Jednakże przebieg powstania wskazuje na to, że inicjatywę nad jego dalszymi losami przejęło ugrupowanie konserwatywne, które nie zdołało wciągnąć do walki całego społeczeństwa, w tym chłopstwa.
Ponadto nieudolne kierownictwo wodzów naczelnych nie pozwoliło rozwinąć talentów kilku zdolnych generałów / Józefa Bema, Ignacego Prądzyńskiego i innych/, a samo swoimi nietrafionymi decyzjami strategicznymi spowodowało upadek powstania.

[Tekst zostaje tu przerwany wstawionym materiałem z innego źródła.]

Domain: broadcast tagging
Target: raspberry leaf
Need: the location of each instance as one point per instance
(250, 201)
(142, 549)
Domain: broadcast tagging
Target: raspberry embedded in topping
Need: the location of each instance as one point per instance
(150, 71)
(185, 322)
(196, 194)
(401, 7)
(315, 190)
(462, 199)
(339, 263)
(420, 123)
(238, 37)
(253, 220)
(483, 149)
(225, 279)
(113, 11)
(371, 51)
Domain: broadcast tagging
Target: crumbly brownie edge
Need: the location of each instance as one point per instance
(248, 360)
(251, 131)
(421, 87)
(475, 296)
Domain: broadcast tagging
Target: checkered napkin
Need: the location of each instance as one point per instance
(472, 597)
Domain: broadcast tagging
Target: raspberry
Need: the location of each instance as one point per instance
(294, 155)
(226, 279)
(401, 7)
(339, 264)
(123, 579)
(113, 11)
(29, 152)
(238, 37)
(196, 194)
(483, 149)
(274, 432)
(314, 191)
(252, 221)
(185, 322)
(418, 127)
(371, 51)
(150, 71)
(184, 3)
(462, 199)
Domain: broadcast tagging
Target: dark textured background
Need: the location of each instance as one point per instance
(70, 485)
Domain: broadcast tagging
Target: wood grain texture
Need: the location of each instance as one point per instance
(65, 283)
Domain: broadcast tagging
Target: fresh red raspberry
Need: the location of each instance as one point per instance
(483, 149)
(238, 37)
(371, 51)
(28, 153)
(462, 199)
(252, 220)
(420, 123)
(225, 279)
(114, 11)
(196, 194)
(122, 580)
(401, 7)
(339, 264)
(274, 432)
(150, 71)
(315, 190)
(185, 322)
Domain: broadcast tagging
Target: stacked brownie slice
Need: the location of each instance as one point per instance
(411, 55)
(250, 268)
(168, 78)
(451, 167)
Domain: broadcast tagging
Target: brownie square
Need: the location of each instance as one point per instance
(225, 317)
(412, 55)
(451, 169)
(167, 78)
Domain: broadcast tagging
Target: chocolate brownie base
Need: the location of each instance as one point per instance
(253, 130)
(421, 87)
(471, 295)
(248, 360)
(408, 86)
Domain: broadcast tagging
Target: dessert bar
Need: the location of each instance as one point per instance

Brak wiary generalicji w zwycięstwo, ciągłe jej dążenie do rokowań, defensywne działania, pomimo walecznej postawy żołnierzy obniżało skuteczność polskiej siły militarnej. Częste zmiany naczelnych dowódców, / choć równie często konieczne/, nie wpływały korzystnie na strategię działań i osłabiało siłę polskiej „wiosennej ofensywy”.
Można, więc zastanowić się czy powstanie byłoby skuteczne i miałoby szansę na wygraną, gdyby znalazł się odpowiedni dowódca zdolny nie tylko do właściwych działań militarnych, ale taki, który potrafiłby wciągnąć do powstania cały naród.
Trudno jest na to pytanie odpowiedzieć, między innymi, dlatego, że być może przedłużyłoby to czas trwania powstania, ale czy zagwarantowałoby to wygraną. Należy pamiętać, że Polska w tej walce była osamotniona bez pomocy innych państw wobec największej ówczesnej potęgi Europy, czyli Rosji.
Źródeł klęski powstania można by szukać często w obiektywnych przyczynach /złe dowództwo, błędne decyzję rządu i sejmu, brak wiary w zwycięstwo/, jednakże nie da się jednoznacznie odpowiedzieć, czy powstanie mogło zwyciężyć.
Natomiast pozostaje ważnym i głębokim sens powstania, jako walki przeciw despotyzmowi i walki o wyzwolenie narodowe.
W takim znaczeniu polskie powstanie listopadowe stało się na długie lata symbolem ruchów narodowościowych dla wielu ludów Europy i nabrało charakteru międzynarodowego.